If the SSDs are not of very different speeds, there's no point in the Fusion Drive technology. You could use a RAID setup to "fuse" the two SSDs together and increase throghoughput that way, but that's different from a Fusion Drive.
 
If the SSDs are not of very different speeds, there's no point in the Fusion Drive technology. You could use a RAID setup to "fuse" the two SSDs together and increase throghoughput that way, but that's different from a Fusion Drive.
Doesn't RAID0 require identical drives?
 
Doesn't RAID0 require identical drives?

Don’t think so but its very sensible as the striping will mean the pair only operates at the speed of the slowest one I believe.
And of course if either fails you’re stuffed. Trade off speed for resilience. But that’s true of fusion drive too.
 
Doesn't RAID0 require identical drives?


From Wikipedia about RAID 0
A RAID 0 setup can be created with disks of differing sizes, but the storage space added to the array by each disk is limited to the size of the smallest disk. For example, if a 120 GB disk is striped together with a 320 GB disk, the size of the array will be 120 GB × 2 = 240 GB. However, some RAID implementations allow the remaining 200 GB to be used for other purposes.



In other words; You'll get two partitions. One really, really fast that uses both drives simultaneously, and one partition that is just the big 1TB SSD's remaining storage. If you want to make it seamless, you could then fuse those two partitions into one Fusion Drive, where the Fusion Drive would consists of two partitions rather than two disks, with one partition being split among two drives.

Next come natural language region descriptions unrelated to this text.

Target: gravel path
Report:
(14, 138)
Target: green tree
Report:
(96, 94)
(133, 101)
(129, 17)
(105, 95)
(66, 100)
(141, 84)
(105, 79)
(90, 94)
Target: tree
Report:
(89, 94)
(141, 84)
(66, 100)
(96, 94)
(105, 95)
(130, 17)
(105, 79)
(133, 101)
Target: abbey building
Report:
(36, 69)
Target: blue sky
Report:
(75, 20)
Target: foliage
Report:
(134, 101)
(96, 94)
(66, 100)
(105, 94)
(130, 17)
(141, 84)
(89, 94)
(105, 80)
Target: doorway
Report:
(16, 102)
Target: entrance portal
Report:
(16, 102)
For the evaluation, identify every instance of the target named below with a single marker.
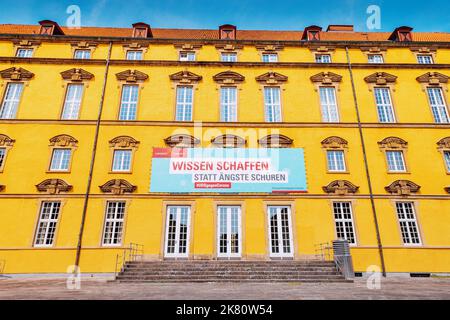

Don’t think so but its very sensible as the striping will mean the pair only operates at the speed of the slowest one I believe.

Striping does not limit speed. That's in fact the opposite of the effect of striping. It does however limit storage volume to double the smallest drive for the RAID volume. But the remaining storage can still be accesses, just not sped up by the setup.
 
From Wikipedia about RAID 0
A RAID 0 setup can be created with disks of differing sizes, but the storage space added to the array by each disk is limited to the size of the smallest disk. For example, if a 120 GB disk is striped together with a 320 GB disk, the size of the array will be 120 GB × 2 = 240 GB. However, some RAID implementations allow the remaining 200 GB to be used for other purposes.



In other words; You'll get two partitions. One really, really fast that uses both drives simultaneously, and one partition that is just the big 1TB SSD's remaining storage. If you want to make it seamless, you could then fuse those two partitions into one Fusion Drive, where the Fusion Drive would consists of two partitions rather than two disks, with one partition being split among two drives.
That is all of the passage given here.